Logo of Trend Micro
Use the Conformity Knowledge Base AI to help improve your Cloud Posture

ElastiCache Reserved Cache Node Recent Purchases

Trend Micro Cloud One™ – Conformity is a continuous assurance tool that provides peace of mind for your cloud infrastructure, delivering over 750 automated best practice checks.

Risk Level: Low (generally tolerable level of risk)
Rule ID: EC-008

Ensure that all Amazon ElastiCache Reserved Cache Node (RCN) purchases are reviewed every 7 days in order to confirm that no unwanted reservation purchase has been placed recently.

This rule can help you work with the AWS Well-Architected Framework.

This rule resolution is part of the Conformity Security & Compliance tool for AWS.

Cost
optimisation

By checking your ElastiCache Reserved Cache Nodes on a regular basis you can detect and cancel any unwanted purchases placed within your AWS account and avoid unexpected charges on your AWS monthly bill.

Note: You can change the default threshold value (7 days) for the review time range within the rule settings available on the Cloud Conformity console.

Audit

To identify all ElastiCache RCN purchases placed recently in your AWS account for review purposes, perform the following:

Using AWS Console

01 Sign in to the AWS Management Console.

02 Navigate to ElastiCache dashboard at https://console.aws.amazon.com/elasticache/.

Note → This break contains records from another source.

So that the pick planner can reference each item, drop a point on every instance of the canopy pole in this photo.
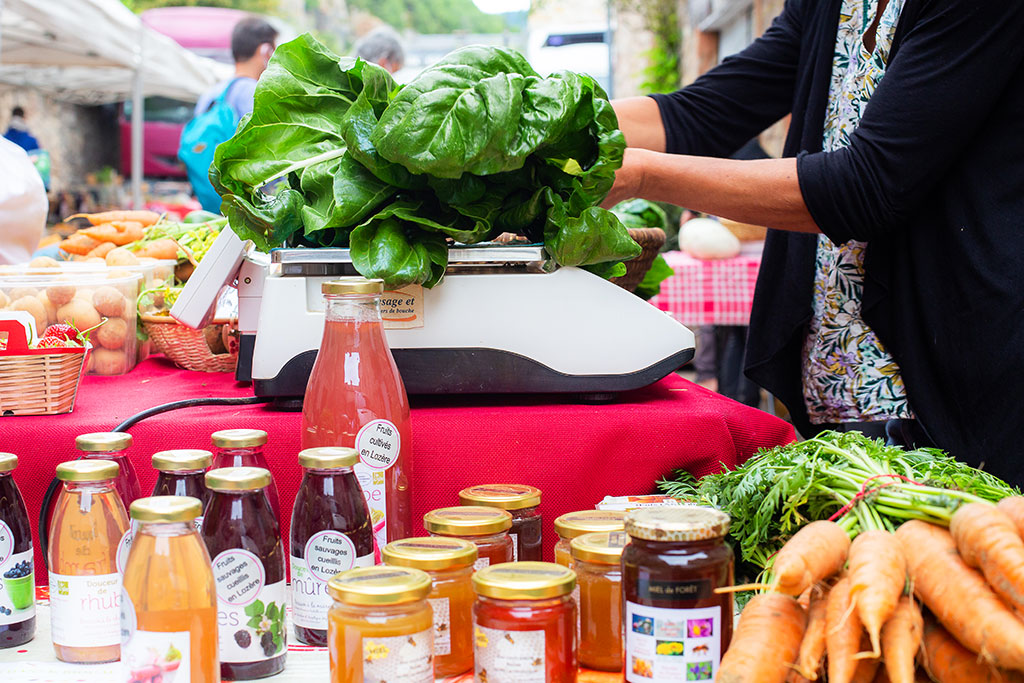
(137, 116)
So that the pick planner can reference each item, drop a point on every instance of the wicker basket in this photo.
(650, 240)
(186, 347)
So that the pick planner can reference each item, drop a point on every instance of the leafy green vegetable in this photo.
(336, 154)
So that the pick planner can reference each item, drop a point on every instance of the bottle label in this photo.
(379, 444)
(85, 611)
(17, 581)
(310, 601)
(399, 658)
(672, 644)
(508, 656)
(250, 611)
(442, 626)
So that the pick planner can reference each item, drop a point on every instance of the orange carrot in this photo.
(948, 662)
(813, 554)
(900, 640)
(960, 597)
(766, 641)
(843, 631)
(878, 575)
(1014, 507)
(812, 649)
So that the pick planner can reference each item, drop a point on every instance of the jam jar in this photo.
(572, 524)
(524, 624)
(523, 504)
(487, 528)
(597, 561)
(381, 626)
(677, 628)
(450, 564)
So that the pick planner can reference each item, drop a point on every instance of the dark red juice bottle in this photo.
(17, 590)
(243, 538)
(331, 532)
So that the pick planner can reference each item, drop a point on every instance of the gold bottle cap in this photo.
(380, 586)
(685, 523)
(166, 509)
(102, 441)
(329, 458)
(430, 553)
(8, 461)
(88, 470)
(600, 547)
(572, 524)
(181, 460)
(352, 286)
(238, 478)
(504, 496)
(239, 438)
(524, 581)
(467, 520)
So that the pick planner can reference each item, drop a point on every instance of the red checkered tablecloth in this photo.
(714, 292)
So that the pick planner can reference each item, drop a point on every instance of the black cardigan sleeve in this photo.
(942, 84)
(737, 99)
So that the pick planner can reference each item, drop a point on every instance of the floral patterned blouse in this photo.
(848, 375)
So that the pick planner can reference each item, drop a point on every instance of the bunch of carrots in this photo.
(876, 608)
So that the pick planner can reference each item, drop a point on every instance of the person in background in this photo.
(382, 47)
(17, 131)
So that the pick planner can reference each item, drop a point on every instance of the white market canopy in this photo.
(95, 51)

03 In the left navigation panel, under ElastiCache Dashboard, click Reserved Nodes.

04 Choose the active ElastiCache Reserved Cache Node that you want to examine.

05 Click the Show or Hide Item Details button displayed for the selected RCN to expand the reservation details panel and check the Start Date attribute value (e.g. March 20, 2017 at 14:25:09 PM UTC+3). If the Start Date value shows an AWS ElastiCache RCN purchase request placed in the last 7 days and you are unaware of this purchase, verify your AWS CloudTrail logs or contact Amazon Web Services using the Support Center console to solve the unwanted RCN purchase issue (see Remediation/Resolution section for more details).

06 Repeat step no. 4 and 5 to check the RCN purchase request date for other ElastiCache Reserved Cache Nodes available within the selected region.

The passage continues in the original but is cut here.